Personalised health MOTs could be a ‘game changer’ for the UK’s ageing population, according to Health Secretary Wes Streeting.

Such checks would involve combining genetic studies and artificial intelligence (AI) to create unique medical plans tailored specifically for each patient.
The Health Secretary claims that this technology, currently utilized in Japan, has the potential to revolutionize healthcare delivery within the National Health Service (NHS).
A ten-year plan set to be published later this year aims to integrate these innovative methods into the UK’s health infrastructure.
Streeting told the Daily Telegraph: ‘If we can start to think about that sort of health MOT approach, but combining it with things like genomics and AI machine learning, so people aren’t just getting a general MOT, but a personal one, and not only diagnose earlier and treat faster, but predict and prevent illness, that is a game-changer.’ The NHS’s vision includes frail patients aged over 65 being offered checks in Accident & Emergency (A&E) units.

These tests will be available ten hours daily, seven days per week, focusing on heart health and mobility.
The introduction of AI into healthcare diagnostics holds significant promise, particularly in identifying ‘hard-to-spot’ fractures—a common issue in emergency departments due to a shortage of radiologists and radiographers.
The National Institute for Health and Care Excellence (NICE) has reported that missed fractures are among the most frequent errors in A&E settings.
The health service’s spending watchdog recently approved four AI programs designed to reduce undiagnosed bone breaks in hospitals.
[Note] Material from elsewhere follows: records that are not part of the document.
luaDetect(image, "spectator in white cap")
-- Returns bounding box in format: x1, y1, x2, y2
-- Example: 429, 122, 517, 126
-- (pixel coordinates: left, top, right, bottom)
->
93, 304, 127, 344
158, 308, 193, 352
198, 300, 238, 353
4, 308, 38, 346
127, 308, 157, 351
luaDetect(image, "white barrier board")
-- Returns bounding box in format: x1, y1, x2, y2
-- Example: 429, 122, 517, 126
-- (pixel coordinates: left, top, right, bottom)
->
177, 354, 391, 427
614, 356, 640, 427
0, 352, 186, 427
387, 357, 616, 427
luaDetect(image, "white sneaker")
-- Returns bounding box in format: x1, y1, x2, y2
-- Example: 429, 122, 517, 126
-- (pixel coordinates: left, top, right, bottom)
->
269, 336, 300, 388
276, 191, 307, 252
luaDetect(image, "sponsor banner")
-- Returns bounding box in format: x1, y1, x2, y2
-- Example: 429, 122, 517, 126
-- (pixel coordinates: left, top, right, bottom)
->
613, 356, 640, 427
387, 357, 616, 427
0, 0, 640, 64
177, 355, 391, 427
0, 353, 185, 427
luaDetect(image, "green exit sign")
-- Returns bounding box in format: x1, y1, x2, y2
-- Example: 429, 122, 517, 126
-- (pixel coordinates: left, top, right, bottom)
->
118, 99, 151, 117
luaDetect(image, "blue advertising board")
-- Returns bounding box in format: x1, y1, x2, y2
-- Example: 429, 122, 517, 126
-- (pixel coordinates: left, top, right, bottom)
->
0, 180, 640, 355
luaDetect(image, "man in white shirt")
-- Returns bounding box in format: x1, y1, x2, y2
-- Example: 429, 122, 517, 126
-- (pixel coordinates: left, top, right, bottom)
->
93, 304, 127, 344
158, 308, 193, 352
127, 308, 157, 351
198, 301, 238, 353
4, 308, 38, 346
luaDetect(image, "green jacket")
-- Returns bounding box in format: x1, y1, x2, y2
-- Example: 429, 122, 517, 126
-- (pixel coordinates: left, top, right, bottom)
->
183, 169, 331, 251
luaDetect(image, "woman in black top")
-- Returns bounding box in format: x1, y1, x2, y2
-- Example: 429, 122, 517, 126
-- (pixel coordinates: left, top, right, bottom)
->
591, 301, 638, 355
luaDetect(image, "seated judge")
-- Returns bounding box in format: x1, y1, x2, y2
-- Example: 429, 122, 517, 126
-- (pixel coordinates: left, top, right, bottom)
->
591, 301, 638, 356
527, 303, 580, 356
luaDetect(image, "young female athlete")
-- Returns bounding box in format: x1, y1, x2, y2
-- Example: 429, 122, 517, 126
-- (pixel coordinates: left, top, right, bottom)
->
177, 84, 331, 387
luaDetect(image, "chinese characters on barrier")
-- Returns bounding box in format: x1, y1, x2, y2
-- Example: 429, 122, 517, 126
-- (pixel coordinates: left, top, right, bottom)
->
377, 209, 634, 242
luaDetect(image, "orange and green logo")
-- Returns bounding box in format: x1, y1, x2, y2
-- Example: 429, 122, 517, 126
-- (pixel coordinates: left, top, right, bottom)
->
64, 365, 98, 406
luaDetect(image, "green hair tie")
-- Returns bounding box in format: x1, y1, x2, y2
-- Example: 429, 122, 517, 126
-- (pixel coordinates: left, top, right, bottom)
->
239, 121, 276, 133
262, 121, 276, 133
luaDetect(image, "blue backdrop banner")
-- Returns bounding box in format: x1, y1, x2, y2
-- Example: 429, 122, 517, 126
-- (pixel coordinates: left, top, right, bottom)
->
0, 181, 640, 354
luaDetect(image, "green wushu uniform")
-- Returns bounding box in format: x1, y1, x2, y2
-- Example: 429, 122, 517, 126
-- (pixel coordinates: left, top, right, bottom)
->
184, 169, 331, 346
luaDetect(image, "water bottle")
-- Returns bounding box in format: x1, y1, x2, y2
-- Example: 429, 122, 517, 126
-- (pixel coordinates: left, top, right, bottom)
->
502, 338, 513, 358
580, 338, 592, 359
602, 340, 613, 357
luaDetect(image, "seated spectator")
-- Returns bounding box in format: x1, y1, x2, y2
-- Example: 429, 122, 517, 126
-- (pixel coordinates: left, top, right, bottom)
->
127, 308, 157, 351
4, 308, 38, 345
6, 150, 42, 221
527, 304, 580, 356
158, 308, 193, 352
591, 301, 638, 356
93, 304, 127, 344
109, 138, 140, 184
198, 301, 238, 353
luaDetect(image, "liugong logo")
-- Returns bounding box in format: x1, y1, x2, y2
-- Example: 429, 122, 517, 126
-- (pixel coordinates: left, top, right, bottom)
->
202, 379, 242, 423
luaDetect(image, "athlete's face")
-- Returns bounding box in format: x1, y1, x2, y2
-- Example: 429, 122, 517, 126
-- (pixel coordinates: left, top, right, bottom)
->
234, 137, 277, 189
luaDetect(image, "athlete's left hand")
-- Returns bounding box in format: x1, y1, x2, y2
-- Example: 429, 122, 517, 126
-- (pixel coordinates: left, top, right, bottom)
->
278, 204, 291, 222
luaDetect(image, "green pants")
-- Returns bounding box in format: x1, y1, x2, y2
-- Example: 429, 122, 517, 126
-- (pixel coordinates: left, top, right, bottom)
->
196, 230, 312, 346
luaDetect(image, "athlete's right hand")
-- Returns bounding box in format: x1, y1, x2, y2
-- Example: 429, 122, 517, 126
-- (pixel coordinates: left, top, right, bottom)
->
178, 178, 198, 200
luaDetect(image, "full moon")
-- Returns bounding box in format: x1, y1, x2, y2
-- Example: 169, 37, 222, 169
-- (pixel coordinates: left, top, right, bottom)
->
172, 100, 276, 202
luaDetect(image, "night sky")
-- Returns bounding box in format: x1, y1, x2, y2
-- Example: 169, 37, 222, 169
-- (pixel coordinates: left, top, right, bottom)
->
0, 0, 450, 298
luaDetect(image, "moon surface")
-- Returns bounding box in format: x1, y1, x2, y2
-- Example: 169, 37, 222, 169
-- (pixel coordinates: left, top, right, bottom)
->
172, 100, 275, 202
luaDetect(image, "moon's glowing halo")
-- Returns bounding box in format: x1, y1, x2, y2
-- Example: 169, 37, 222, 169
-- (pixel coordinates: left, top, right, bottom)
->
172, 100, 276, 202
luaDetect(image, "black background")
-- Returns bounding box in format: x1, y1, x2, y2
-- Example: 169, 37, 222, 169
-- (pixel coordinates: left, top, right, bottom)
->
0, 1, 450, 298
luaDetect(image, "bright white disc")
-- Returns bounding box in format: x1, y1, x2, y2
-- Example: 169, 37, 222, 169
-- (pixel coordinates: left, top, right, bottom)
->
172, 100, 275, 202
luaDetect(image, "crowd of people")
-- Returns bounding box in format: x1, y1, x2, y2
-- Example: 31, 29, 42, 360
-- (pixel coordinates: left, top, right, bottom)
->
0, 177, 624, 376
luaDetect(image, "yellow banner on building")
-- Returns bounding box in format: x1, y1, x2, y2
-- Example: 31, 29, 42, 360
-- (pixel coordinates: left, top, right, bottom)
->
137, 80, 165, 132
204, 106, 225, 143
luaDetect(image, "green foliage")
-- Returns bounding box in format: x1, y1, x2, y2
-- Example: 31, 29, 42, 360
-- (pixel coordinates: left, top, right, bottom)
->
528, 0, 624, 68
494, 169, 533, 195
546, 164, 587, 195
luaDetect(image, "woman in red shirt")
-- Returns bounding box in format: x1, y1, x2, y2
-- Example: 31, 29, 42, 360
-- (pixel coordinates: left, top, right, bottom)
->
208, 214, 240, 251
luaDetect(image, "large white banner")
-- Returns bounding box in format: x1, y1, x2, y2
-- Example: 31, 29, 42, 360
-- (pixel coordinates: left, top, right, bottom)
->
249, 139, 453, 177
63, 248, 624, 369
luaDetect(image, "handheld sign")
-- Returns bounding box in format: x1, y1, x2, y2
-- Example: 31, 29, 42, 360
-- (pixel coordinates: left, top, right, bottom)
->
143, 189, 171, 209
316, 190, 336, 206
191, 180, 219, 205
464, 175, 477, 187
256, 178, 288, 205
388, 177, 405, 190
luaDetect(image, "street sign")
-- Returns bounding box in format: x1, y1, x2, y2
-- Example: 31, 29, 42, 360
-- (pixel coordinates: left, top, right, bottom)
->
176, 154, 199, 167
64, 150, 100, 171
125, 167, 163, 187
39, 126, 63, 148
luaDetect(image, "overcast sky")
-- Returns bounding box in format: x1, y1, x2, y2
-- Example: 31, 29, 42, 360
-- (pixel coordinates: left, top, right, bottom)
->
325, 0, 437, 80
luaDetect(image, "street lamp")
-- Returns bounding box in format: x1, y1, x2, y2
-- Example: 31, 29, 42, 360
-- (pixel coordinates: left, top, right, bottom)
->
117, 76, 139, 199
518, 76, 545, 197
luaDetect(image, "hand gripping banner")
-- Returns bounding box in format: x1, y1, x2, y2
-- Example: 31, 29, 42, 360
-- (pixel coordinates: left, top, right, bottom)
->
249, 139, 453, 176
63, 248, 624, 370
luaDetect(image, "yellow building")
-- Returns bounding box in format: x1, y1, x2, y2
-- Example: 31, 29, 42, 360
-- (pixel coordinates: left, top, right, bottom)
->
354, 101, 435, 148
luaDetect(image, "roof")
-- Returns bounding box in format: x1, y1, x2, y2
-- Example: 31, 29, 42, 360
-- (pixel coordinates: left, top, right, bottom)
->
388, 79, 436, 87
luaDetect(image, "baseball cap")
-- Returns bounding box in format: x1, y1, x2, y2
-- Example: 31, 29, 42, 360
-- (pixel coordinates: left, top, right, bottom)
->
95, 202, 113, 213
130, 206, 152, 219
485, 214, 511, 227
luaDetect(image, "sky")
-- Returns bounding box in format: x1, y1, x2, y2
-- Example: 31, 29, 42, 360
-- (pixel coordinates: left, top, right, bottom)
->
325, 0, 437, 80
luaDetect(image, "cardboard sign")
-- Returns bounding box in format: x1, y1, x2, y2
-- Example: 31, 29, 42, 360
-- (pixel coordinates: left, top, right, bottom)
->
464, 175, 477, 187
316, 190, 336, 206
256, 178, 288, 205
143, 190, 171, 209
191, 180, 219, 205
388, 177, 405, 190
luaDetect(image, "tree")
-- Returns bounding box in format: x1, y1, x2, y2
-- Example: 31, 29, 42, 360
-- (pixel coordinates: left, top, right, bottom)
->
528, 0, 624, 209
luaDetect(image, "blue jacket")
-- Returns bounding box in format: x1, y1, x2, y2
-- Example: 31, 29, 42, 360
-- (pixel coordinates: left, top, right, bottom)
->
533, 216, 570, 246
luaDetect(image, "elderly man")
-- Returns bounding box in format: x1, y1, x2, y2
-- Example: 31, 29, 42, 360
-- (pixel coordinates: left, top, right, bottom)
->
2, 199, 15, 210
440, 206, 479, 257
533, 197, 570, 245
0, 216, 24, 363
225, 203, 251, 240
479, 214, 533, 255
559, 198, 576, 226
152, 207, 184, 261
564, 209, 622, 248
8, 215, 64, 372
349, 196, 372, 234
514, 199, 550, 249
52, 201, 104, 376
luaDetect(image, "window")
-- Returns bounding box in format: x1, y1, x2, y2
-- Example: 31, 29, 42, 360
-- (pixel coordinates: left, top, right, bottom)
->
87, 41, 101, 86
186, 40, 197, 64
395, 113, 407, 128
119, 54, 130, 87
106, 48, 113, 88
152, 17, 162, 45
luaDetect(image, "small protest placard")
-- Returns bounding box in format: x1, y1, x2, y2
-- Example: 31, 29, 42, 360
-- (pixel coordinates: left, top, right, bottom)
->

These technologies include TechCare Alert, Rayvolve, BoneView, and RBfracture, with an estimated improvement rate of about 15 per cent for fracture detection accuracy.
While doctors will continue assessing scans manually, the new AI technology aims to identify smaller fractures that might be overlooked.
This advancement could prove crucial in preventing further injuries among patients who have suffered missed fractures while also accelerating their recovery process.
Approximately 200,000 people are admitted annually with a fracture; hip, ankle, and hand fractures being the most prevalent.
Individuals diagnosed with osteoporosis—an age-related condition leading to bone thinning—are particularly prone to such incidents.
The AI scanning technology is developed through extensive training of machine learning algorithms on thousands of images of bones until they can recognize signs of fractures accurately.
Similar programs are also employed for early cancer detection, indicating a broader adoption of AI across various healthcare sectors.
As the UK population ages and life expectancy increases, personalized health MOTs could significantly enhance public well-being by providing tailored medical assessments that cater to individual genetic profiles and health histories.
This approach not only promises earlier diagnosis but also proactive measures against potential illnesses, aligning with government directives aimed at improving long-term health outcomes.
Credible expert advisories from NICE and other regulatory bodies will play a crucial role in ensuring that these technological advancements are integrated safely and effectively into the NHS framework.
Innovations like AI-driven diagnostics represent both an opportunity for improved patient care and a challenge to protect data privacy amidst increasing tech adoption in society.